Pro-Palestinian activist Mahmoud Khalil, detained in the U.S. and facing deportation, was not allowed to attend the birth of his first child, his wife Noor Abdalla said in a statement.
Abdalla gave birth alone on Monday, April 21, in New York, describing U.S. Immigration and Customs Enforcement’s refusal to grant Khalil temporary release as a “purposeful decision” to make her family suffer.
“Mahmoud remains unjustly detained in an ICE detention center over 1,000 miles away from his firstborn child. My son and I should not be navigating his first days on earth without Mahmoud. ICE and the Trump administration have stolen these precious moments from our family in an attempt to silence Mahmoud’s support for Palestinian freedom,” Abdalla said in a statement.
“I will continue to fight every day for Mahmoud to come home to us. I know when Mahmoud is freed, he will show our son how to be brave, thoughtful, and compassionate, just like his dad,” she added.

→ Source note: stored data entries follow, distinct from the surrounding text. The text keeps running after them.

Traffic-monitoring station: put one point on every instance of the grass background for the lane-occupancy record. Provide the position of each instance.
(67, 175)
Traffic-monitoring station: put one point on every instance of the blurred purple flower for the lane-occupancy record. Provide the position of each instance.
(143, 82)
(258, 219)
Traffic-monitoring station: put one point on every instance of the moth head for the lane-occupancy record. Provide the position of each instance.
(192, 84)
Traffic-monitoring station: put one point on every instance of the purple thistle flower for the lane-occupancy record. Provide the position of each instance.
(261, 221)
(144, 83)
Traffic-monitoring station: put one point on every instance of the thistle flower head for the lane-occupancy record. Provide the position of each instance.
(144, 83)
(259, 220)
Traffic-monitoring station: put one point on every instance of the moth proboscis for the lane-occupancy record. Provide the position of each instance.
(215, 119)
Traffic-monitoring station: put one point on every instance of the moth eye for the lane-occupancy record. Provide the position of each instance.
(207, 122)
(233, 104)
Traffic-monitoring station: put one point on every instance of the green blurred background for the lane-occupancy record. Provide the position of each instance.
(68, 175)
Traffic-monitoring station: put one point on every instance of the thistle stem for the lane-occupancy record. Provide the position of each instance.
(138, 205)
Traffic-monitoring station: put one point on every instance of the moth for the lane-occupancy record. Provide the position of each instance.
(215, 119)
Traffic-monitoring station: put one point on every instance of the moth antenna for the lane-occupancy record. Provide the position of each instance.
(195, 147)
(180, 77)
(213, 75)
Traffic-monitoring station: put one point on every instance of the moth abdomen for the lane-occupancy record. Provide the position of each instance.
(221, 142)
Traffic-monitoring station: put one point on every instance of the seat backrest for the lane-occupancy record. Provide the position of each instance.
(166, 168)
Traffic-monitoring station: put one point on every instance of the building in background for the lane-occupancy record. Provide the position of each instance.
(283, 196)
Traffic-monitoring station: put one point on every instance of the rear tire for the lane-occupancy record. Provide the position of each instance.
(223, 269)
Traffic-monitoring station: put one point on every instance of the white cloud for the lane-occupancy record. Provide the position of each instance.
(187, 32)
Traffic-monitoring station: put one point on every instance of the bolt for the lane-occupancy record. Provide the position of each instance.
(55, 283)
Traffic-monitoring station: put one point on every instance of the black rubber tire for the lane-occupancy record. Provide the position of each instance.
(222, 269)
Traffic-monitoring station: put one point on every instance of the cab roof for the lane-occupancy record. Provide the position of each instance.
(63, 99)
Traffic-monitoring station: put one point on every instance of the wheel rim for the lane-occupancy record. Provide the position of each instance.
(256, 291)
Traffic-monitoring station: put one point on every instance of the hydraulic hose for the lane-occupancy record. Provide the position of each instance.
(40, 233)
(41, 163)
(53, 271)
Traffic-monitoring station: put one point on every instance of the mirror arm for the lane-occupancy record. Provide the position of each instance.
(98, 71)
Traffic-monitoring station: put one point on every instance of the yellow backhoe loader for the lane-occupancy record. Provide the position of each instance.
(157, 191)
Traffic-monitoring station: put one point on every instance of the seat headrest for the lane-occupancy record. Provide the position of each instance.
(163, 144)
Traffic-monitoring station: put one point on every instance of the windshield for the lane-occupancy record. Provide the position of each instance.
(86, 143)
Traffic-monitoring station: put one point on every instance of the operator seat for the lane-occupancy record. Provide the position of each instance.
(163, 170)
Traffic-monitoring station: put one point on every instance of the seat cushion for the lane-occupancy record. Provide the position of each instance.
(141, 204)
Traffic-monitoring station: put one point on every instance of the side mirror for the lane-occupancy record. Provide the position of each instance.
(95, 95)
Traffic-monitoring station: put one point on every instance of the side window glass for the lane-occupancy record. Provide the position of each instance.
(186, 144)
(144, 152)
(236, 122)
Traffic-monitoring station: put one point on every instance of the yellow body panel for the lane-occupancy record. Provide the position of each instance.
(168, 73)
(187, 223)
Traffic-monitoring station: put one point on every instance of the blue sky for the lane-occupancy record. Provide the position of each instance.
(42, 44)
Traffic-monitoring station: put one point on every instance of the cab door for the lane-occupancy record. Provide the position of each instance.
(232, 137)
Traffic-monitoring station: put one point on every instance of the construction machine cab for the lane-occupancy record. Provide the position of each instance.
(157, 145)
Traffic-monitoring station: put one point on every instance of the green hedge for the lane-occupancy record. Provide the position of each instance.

An Algerian citizen of Palestinian descent, Mahmoud Khalil, was born in a Palestinian refugee camp in Syria.
He holds a computer science degree from the Lebanese American University and worked at the British Embassy in Lebanon from 2018 to 2022, where he managed the Syria Chevening Programme, an initiative offering scholarships for Syrian students to study in the UK.

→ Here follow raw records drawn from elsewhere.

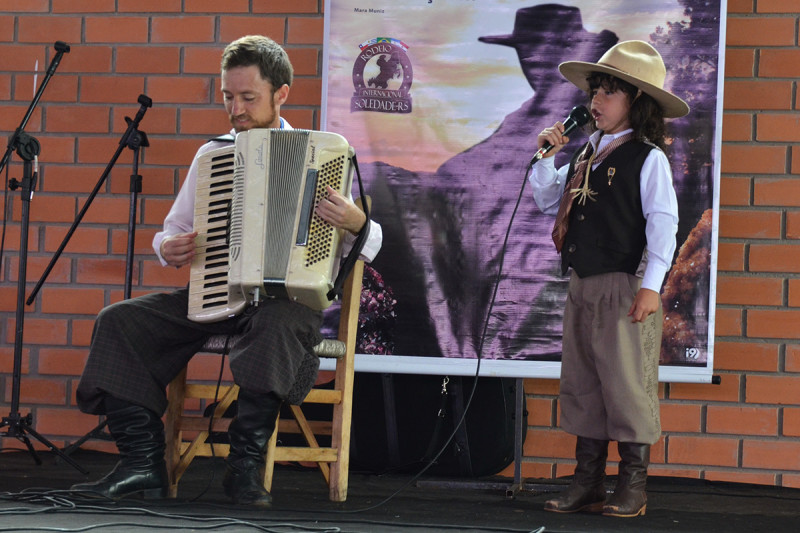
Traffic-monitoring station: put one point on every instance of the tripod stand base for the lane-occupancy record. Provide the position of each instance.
(19, 427)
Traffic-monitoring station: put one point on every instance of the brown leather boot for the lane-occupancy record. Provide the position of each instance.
(586, 492)
(629, 498)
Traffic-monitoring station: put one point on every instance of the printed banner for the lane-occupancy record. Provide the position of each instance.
(442, 101)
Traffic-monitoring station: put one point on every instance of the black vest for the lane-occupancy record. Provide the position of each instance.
(608, 234)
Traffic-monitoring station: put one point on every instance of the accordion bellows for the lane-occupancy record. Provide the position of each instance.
(258, 236)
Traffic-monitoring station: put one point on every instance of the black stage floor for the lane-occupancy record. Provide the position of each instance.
(35, 498)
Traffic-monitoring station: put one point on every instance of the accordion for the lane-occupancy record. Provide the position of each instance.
(258, 235)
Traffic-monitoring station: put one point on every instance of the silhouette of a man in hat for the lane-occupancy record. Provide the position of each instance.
(475, 196)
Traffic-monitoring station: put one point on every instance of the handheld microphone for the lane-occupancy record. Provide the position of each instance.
(61, 49)
(577, 118)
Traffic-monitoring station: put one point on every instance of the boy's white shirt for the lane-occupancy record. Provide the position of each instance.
(659, 205)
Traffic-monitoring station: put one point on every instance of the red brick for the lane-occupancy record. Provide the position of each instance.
(65, 362)
(748, 159)
(175, 152)
(758, 95)
(548, 387)
(116, 29)
(792, 363)
(41, 391)
(772, 455)
(169, 89)
(22, 58)
(189, 29)
(739, 63)
(773, 324)
(305, 91)
(85, 59)
(72, 301)
(747, 356)
(148, 60)
(749, 224)
(782, 192)
(62, 88)
(111, 89)
(68, 422)
(285, 6)
(760, 31)
(749, 290)
(742, 420)
(41, 331)
(204, 121)
(776, 390)
(305, 30)
(549, 443)
(82, 331)
(37, 29)
(202, 59)
(794, 293)
(149, 6)
(730, 256)
(83, 6)
(84, 239)
(305, 61)
(792, 225)
(7, 357)
(774, 258)
(76, 119)
(776, 6)
(103, 271)
(213, 6)
(779, 63)
(234, 27)
(681, 417)
(791, 422)
(776, 127)
(156, 120)
(713, 451)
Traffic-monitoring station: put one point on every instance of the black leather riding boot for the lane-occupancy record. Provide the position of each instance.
(139, 435)
(586, 492)
(630, 498)
(249, 433)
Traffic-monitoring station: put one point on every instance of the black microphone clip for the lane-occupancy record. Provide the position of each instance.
(578, 117)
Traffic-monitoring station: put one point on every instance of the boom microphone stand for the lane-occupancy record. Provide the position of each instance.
(28, 149)
(134, 139)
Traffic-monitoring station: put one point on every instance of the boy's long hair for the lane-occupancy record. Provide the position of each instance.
(646, 116)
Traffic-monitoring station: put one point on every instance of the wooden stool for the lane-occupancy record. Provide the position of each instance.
(333, 461)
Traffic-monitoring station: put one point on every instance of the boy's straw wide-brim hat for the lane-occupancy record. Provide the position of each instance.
(637, 63)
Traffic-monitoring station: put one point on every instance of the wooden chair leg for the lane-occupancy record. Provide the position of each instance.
(269, 466)
(175, 395)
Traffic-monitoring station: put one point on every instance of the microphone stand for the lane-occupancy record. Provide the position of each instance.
(131, 138)
(28, 148)
(134, 139)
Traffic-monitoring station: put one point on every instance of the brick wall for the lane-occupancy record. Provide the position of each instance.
(746, 429)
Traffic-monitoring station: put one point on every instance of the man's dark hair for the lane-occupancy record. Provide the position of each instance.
(646, 116)
(270, 57)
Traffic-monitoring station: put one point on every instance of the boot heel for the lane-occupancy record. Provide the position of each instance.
(159, 493)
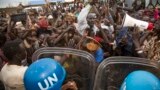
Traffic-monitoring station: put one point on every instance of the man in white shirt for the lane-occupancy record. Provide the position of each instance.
(86, 20)
(12, 72)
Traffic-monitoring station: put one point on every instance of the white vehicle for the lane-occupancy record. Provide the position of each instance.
(36, 8)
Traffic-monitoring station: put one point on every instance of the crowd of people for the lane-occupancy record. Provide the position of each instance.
(96, 28)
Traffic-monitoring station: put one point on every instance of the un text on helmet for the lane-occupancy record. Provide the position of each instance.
(48, 82)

In 2022, Khalil relocated to the United States on a student visa and later obtained a master’s degree from Columbia University’s School of International and Public Affairs in December 2024.
On March 8, Khalil was arrested at the Columbia University-owned apartment he shares with his wife, Noor Abdalla. His detention followed a determination by Secretary of State Marco Rubio that Khalil’s actions were “antisemitic protests and disruptive activities, which foster a hostile environment for Jewish students in the U.S.”
Earlier this month, a Louisiana immigration judge ruled in favour of deporting Khalil. His arrest marked the first in former President Donald Trump’s renewed crackdown on pro-Palestinian demonstrators involved in campus encampments opposing the Gaza genocide.